Edwards has been involved in A Christmas Carol just as long, playing various roles over the years, each of which has presented its own set of challenges. But, he says, the one assignment he longed for was Scrooge — a role that another actor had been playing for years. “He was wonderful in it, but I always thought I’d do it differently,” Edwards remembers.

How? He explains, “I have a principal in my acting: If the character I am playing were to walk into the back of the theater and watch me perform him, would he be insulted? Scrooge is an easy guy to sacrifice to comedy. He’s a cranky old guy and he’s pathetically out of date and everybody knows he’s a stupid miser and that miserliness is stupidity.”

Edwards’ approach, though, is to play Ebenezer Scrooge not as a caricature of miserliness, but as someone very human and very familiar. “The gist of the role is that all of us have in us the possibility, if not the habit, of responding to the scary world by hoarding or closing or protecting, whether it’s our emotional lives or our monetary life,” he says. “Fear gives us an option — we can either embrace the world and its insecurities or do what Dickens and I consider the fruitless option of trying to protect ourselves and make ourselves more secure.

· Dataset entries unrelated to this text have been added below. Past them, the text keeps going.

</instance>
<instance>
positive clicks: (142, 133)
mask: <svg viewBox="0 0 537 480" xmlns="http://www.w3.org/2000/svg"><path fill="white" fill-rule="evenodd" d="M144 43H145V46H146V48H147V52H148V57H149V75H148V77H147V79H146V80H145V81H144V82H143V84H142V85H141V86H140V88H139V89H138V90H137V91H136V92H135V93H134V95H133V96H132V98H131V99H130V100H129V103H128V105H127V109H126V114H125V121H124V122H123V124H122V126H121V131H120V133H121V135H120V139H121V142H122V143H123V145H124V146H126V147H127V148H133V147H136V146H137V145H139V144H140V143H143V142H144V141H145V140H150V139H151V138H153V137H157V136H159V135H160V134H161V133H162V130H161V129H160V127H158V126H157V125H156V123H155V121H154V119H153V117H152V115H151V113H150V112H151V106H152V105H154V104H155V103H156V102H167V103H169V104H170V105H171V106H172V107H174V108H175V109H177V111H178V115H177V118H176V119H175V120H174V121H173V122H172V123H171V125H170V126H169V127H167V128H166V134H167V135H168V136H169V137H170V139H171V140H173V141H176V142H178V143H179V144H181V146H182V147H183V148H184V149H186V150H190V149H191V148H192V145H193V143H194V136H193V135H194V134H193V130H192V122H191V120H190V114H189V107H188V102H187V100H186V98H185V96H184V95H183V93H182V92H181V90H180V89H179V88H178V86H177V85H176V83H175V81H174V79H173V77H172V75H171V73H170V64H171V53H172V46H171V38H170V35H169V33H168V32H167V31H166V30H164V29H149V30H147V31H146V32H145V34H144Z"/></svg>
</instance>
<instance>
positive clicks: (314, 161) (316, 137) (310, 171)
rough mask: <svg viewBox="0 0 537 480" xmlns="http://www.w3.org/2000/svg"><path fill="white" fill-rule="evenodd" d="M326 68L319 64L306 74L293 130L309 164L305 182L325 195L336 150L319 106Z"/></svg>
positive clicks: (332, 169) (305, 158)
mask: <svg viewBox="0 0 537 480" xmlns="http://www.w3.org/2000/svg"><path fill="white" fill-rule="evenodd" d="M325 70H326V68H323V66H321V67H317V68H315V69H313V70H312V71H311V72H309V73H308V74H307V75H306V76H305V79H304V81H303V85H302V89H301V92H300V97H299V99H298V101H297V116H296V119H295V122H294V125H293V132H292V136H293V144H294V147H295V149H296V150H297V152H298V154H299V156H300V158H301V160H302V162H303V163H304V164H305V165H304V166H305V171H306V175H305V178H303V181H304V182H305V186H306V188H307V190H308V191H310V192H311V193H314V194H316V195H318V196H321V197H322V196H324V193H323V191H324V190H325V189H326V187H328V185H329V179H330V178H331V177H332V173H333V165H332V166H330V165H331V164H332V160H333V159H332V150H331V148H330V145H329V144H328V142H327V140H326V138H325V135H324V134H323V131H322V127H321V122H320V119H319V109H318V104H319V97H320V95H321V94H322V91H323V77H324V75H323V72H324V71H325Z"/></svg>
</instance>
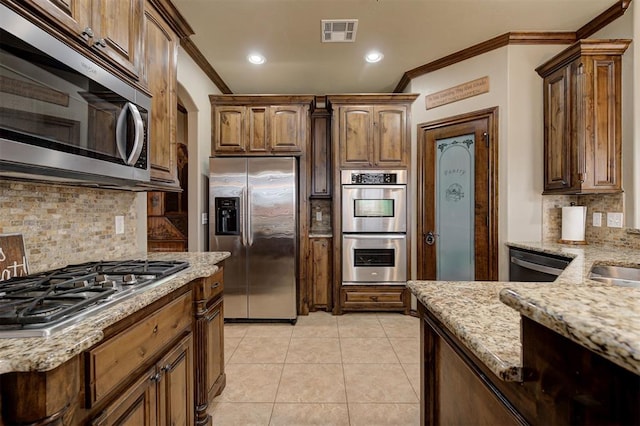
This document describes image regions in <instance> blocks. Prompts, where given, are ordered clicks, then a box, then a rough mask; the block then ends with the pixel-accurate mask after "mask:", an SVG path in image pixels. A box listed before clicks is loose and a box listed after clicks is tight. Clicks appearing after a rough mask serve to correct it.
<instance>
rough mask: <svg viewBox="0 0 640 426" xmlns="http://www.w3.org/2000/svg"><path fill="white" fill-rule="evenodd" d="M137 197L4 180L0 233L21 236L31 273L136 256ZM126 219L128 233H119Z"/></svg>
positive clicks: (110, 193)
mask: <svg viewBox="0 0 640 426" xmlns="http://www.w3.org/2000/svg"><path fill="white" fill-rule="evenodd" d="M135 198H136V194H135V193H133V192H127V191H111V190H104V189H95V188H82V187H73V186H62V185H50V184H38V183H30V182H29V183H27V182H25V183H23V182H15V181H8V180H0V234H13V233H18V234H22V235H23V239H24V245H25V251H26V254H27V261H28V263H29V272H30V273H33V272H40V271H46V270H49V269H53V268H59V267H62V266H65V265H68V264H73V263H81V262H88V261H95V260H102V259H109V258H114V257H116V256H117V257H122V256H127V255H133V254H135V253H137V252H139V251H140V250H139V247H138V246H137V244H136V238H135V237H134V236H133V234H134V233H135V226H136V216H137V213H136V208H135ZM115 216H124V231H125V232H124V234H120V235H116V234H115Z"/></svg>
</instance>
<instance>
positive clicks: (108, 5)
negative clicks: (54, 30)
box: [21, 0, 144, 80]
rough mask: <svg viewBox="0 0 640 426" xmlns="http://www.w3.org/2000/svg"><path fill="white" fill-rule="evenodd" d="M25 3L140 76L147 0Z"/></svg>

“But we’re not secure,” he continues, referring to the current financial troubles plaguing our nation. Edwards notes that Scrooge’s answers to the insecurities of his own time were rational, accepted answers —  ones that many people would have agreed with. But Dickens cuts through these answers and reminds us that the things we hold on to for safety have no power to keep us safe. Quite the contrary.

For Scrooge, Edwards says, “Every choice he’s made to make himself secure has made him less himself, less human, less connected.” The magic of the story is not that someone comes in and makes Scrooge see reason. Instead, the characters come into his dream. Scrooge is actually telling himself these things; he’s reconnecting with himself.

Dickens wrote a tale that could be just a piece of propaganda advocating social involvement, but it’s much more. The writer loved his characters, and he believed in the possibility of redemption from their foolishness. “And that sentiment, that point of view, really resonates with me and expresses itself in my approach to the role,” Edwards says.

Playing one character for so long — at least 20 performances each year for 10 years, not to mention rehearsals — could lead to complacency. How does this veteran actor avoid that?

First, he says, he realizes how lucky he is. “Knowing how many wonderful actors are looking for work at any given time, it is incumbent upon me that if I’m getting paid to act, I do the best possible job I can,” he says.

Second, in every rehearsal and performance, he works to stay engaged and present in each scene — which can be dangerous. Edwards recalls one instance when a fellow actor’s performance was so sweet and innocent that it literally took his breath away; he was so moved that he couldn’t continue. But the risks involved in being so engaged are worthwhile to Edwards mainly for the magic that such moments give to both actors and audience.

“Who knows,” he says. “Today we may hear the angels sing.”